We propose an alternative approach that can be used to manage reservoir operation effectively, as well as a concept for defining the vulnerable seasons for paddy irrigation based on the interactive relationship between the distribution of the water supply in reservoir and the demand of an irrigation district. The assessment of vulnerable seasons for paddy irrigation is based on the water balance modeling of water supply and demand, and calculation of the availability of agricultural water resources. With this approach, irrigation vulnerability can be assessed using a distribution analysis of the accumulation volume of the potential water supply and the irrigation water requirements, as well as with a change time-series analysis of the potential irrigation capacity volume in reservoirs. Our primary objective was to identify the vulnerable irrigation seasons to provide relevant guidelines and coordinate decisions about reservoir operation and management to improve the effectiveness of irrigation scheduling, even though irrigation districts have different characteristics such as paddy field properties and the size of irrigation reservoirs.

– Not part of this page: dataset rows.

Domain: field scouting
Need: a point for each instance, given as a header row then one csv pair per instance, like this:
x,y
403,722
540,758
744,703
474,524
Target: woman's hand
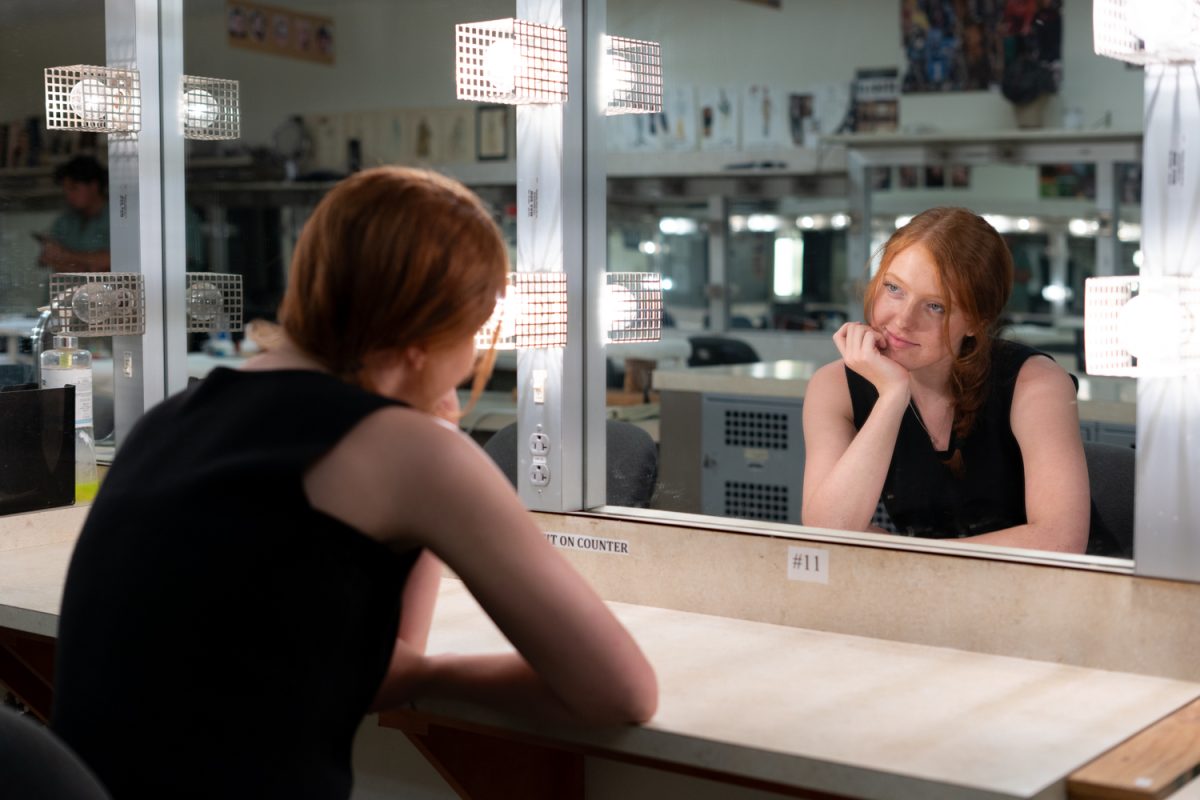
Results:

The irrigation vulnerability assessment approach developed in this study will help decision makers understand the characteristics of water supply and demand that determine irrigation vulnerability duration during irrigation periods. Knowing the vulnerable seasons of paddy irrigation can assist decision makers in developing and implementing plans to improve agricultural water management through more timely, effective and efficient assessment and response activities. Information about the vulnerable seasons of paddy irrigation can be used for effective and intensive water management that takes into consideration irrigation vulnerability associated with climate change, which further helps improve decision making and supports policymaking for agricultural water management.